True for the Target variable means that the person is working.
@gerryleonugrohoI'm surprised your performance metric was R2-score in the beginning as this kind of metrics is for regression only (thus not for classification). Have you checked that the prediction type was binary classification? 🙂
Hi @anita-clmnt , actually I'm just following along with the rest of the thread post. Well aside from the fact, it is rather a fun, quick and dirty analysis. But on top of it all, it's a fun dataset to work with, and keeping you at home during this uncertain times. Certainly hope that you enjoy them too. 😊
Ps: Stays safe during this pandemic.
Based on this data dictionary, do you have any thought about how best to handle the -9 values in many of the columns with DSS.
"-9. No code required (Resident of a communal establishment,
students or schoolchildren living away during term-time,
or a short-term resident)"
This value seems to duplicate students and it's getting a lot of weight because it is leaking into so many features.
I sort of want to do one hot encoding for everything other than these -9 values. (At this point I've emptied out these values. But they keep showing up as high-value features.
I've re-coded the -9 as NA above.
Hope you are well.
Those -9 values are not real missing values as they actually mean something. For example, for Occupation, it represents all the "people aged under 16, people who have never worked and students or schoolchildren living away during term-time". Because of that, getting models showing those categories as important is rather reassuring as it is clear that a large proportion of this category is currently not working. Therefore it helps us discriminate between the two types of individuals.
And actually Occupation=-9 doesn't duplicate 'Student' as the table below shows so I would keep them both!
One-hot encoding is a good idea! None of the variables has some kind of order between its categories so we can definitely use it!
I actually tried to run models with and without (without using Industry, Hours worked per week and Economic Activity of course). The unfold processor produces a sparse matrix which makes the model way faster to train but we have many categorical features so we end up with a large number of variables once all of them are one-hot encoded.

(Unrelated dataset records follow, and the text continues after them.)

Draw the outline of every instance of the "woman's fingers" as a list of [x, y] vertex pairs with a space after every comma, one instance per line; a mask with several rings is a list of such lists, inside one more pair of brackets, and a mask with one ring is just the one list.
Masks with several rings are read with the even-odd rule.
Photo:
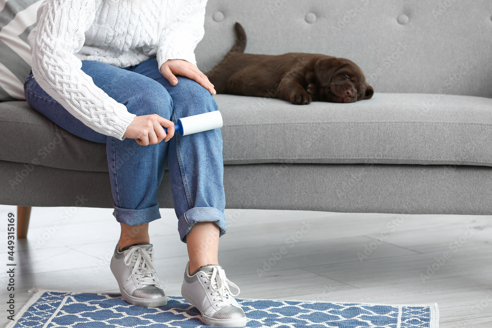
[[173, 86], [178, 83], [175, 74], [182, 75], [196, 81], [209, 90], [212, 94], [217, 92], [214, 85], [210, 83], [207, 76], [196, 65], [181, 60], [169, 60], [164, 63], [160, 68], [161, 73]]
[[[166, 61], [166, 62], [167, 62]], [[175, 86], [178, 84], [178, 78], [173, 74], [173, 71], [171, 70], [169, 65], [163, 64], [162, 66], [160, 67], [160, 72], [164, 76], [164, 77], [166, 78], [169, 81], [169, 83], [171, 85]], [[177, 73], [176, 74], [179, 73]]]
[[163, 133], [163, 139], [164, 139], [164, 141], [167, 142], [174, 135], [174, 123], [160, 116], [158, 117], [157, 121], [161, 128], [163, 126], [167, 130], [167, 134], [166, 134], [164, 133], [164, 129], [162, 129]]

I got very similar AUC scores: 0.967 without one-hot encoding and 0.966 with one-hot encoding (trained on only 75% of the data, I ran out of memory with the whole dataset) using XGBoost with a 3-fold cross-validation and some hyperparameter tuning on a subsample.
Do you know if it is written somewhere what encoding method is used by each algorithm in dss?
@anita-clmnt Thanks for jumping into the conversation.
I agree that the -9 has a meaning. However, during earlier looks at the data dictionary. I had read these all as students. While students is common on all of the -9 it is not the only meaning. Now that I look at this with more care. I see that it is a mish-mash of meanings related to why the data takers are not going to record this data.
|-9. No code required (Resident of a communal establishment, students or schoolchildren living away during term-time, or a short-term resident)|
Most of those values are better described by other existing columns.
I'm wondering about doing one-hot encoding and then eliminating or combining some of the options. Thanks for the pointer to the unfold visual recipe step. I may give that a bit of a try.
I've been training a random sample of ~100,000 to 275,000 records on my 8GB on my 6-year-old laptop using gradient boosted trees. I've been getting a .965 AUC with 10-fold cross-validation.
I then tested the model of the remainder of the data that was never shown to the model and got results that were almost exactly the same.
When you ask about the encoding method are you asking about the feature handling of something else?
One of the ways I would look at this question myself is I'd take a look at the actual code DSS is producing for the model.
And then you can take the jupyter Notebook and tear it a part.